Now my perception of tea parties is impacted by the fact that I know personally some of the people there, and the ones I know are not insane, or at least no more insane than I am (which may not be saying much!). I might prefer a protest of excessive spending and thus excessive deficits, though I actually think the worst threat to our economy right now is neither excessive spending as such, nor excessive taxation as such, but the offensive concept of government bailouts. Bailouts involve excessive spending of money we don’t have, thus building the deficit, and the money goes to reward people who have done stupid and destructive things, thus encouraging behavior that should be vigorously discouraged. Bailouts are, in my view, complete stupidity, carefully packaged, and not even reasonably well disguised.
But you know, these weren’t my tea parties, so the people who organized and attended them get to protest what they want in whatever way they prefer.
There are valid points for debate in here, but in general these valid points, some of which I addressed in my post on my business blog Democracy – Taxed by a Feeling–are not getting any attention. The simple fact is that most of us don’t really know what “fair” taxation might be. Just as we have been fighting terrorism for years without a real strategy, so we fight economic hardship without any sort of strategy or plan.
(Note: A strategy requires a goal, a plan, and some reason to believe the plan will reach the goal. Lacking any of the above, it should not be called a strategy.)
There is a way out of this approach to politics, and I think the internet facilitates it. Get to know people with a variety of perceptions. Read their blogs, follow their tweets, friend them on Facebook, or whatever method you prefer. Find some locally as well. The internet isn’t a substitute for personal contact; it’s an adjunct. I regularly read as diverse a set of blogs as Levellers, Pseudo-Polymath, Pursuing Holiness, Thoughts from the Heart on the Left, Shuck and Jive, and Elgin Hushbeck: Politics and Religion.

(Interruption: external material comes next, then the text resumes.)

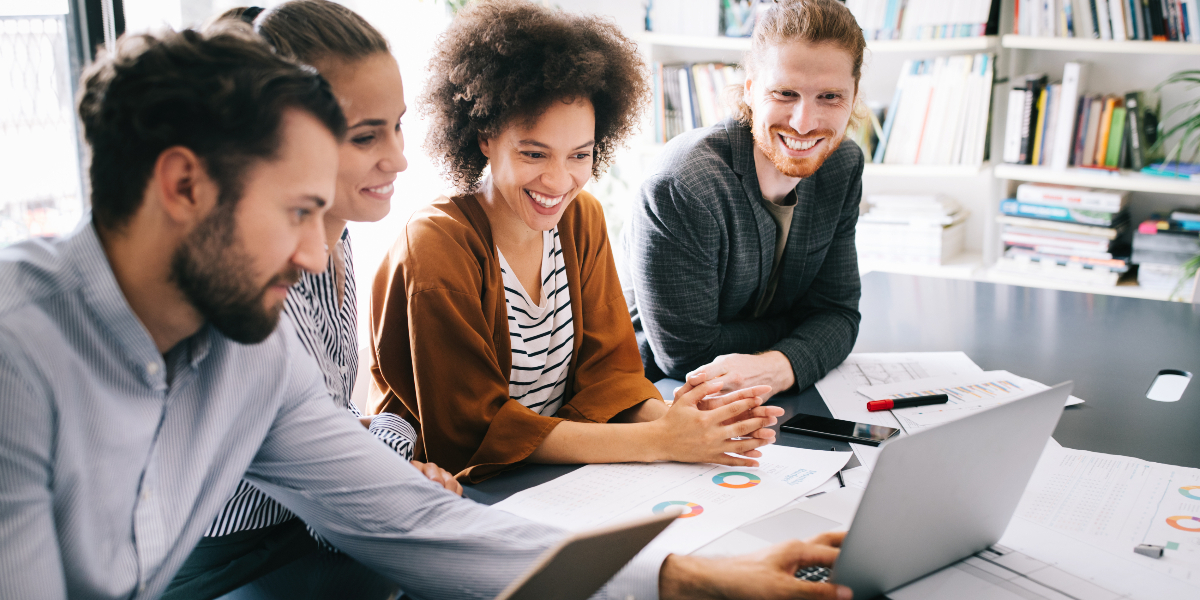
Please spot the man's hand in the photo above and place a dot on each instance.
(747, 370)
(765, 575)
(438, 475)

And those aren’t all. I have 233 subscriptions in my Google reader, and I at least check the titles every day, reading a selection. I follow a variety of people on Twitter, and try to get to know as many as possible. (Twitter still challenges me with its 140 character limit and fast moving data stream, but TweetDeck helps.)
The point is that meeting people who are different will challenge your perception of who they are and why they think the way they do. This may or may not impact what you believe yourself–that should be based on better reasons than the people you happen to know. What I’m interested in is your perception of the people involved. Get to know them, not a brief stereotype of them.

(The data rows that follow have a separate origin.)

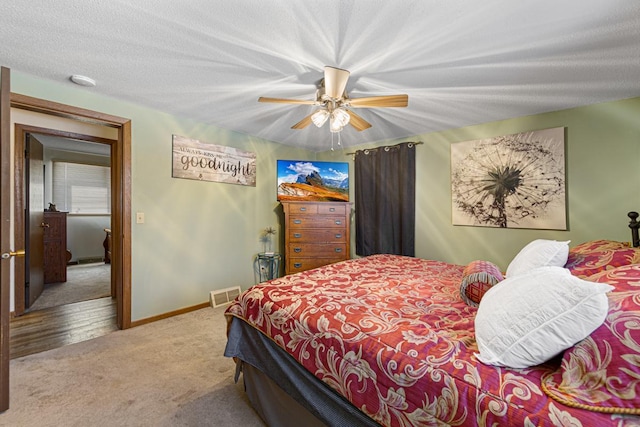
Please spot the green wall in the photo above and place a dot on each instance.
(197, 236)
(603, 177)
(201, 236)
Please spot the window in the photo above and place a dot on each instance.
(81, 188)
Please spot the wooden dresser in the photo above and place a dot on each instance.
(316, 234)
(55, 247)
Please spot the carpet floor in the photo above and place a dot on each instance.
(84, 282)
(171, 372)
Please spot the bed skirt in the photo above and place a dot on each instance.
(274, 379)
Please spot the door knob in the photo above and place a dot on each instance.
(9, 254)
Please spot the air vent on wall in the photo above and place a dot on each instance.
(223, 296)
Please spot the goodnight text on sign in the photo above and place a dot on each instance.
(193, 159)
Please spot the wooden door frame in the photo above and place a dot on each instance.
(120, 187)
(19, 214)
(5, 230)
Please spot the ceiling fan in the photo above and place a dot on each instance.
(335, 105)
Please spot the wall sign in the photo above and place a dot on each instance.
(193, 159)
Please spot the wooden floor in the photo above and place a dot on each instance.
(55, 327)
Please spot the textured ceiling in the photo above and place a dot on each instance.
(460, 62)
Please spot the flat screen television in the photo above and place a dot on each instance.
(308, 180)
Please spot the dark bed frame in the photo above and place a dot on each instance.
(285, 394)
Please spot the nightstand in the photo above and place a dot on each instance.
(267, 266)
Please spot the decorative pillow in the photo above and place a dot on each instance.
(539, 253)
(598, 245)
(528, 319)
(602, 372)
(588, 263)
(477, 278)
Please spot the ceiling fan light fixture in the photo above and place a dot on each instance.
(339, 119)
(320, 117)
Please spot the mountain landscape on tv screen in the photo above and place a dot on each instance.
(312, 186)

For Christian readers, let me reference 1 Corinthians 12, often known as the “gifts chapter.” The thing is, I think we miss the point when we treat this as Paul’s dissertation on spiritual gifts. What Paul is doing here is drawing on the fact of different gifts, and the way in which they are necessary to a functioning church body, as a way to teach about Christian unity and service. The focus is not on a list of gifts and offices, but rather on how those are brought together.

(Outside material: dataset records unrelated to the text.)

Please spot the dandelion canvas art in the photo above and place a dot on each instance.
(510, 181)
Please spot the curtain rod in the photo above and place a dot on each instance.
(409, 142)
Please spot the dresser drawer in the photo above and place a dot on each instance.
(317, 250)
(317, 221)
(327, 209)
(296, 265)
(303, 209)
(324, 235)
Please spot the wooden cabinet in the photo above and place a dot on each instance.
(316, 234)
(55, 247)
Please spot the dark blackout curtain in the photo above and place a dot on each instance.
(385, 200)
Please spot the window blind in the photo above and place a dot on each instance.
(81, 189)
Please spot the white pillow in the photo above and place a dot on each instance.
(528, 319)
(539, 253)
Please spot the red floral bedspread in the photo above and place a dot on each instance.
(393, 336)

Diverse people with diverse gifts, called to different types of service are brought together by one Spirit to work in unity for a purpose. Note that we are not told that the people are made the same. Rather, they are made part of the same body.
This would be a wonderful demonstration for Christians to make to the world. It will require us to behave differently, get to know one another, and learn to differ constructively. I think that starts by letting our perceptions crash headlong into reality.
Yes, some of the people you think are crazy, probably are. Most of them, on the other hand, are probably much saner than you think, and if you stepped past the stereotypes, you might find you could learn from them. I have!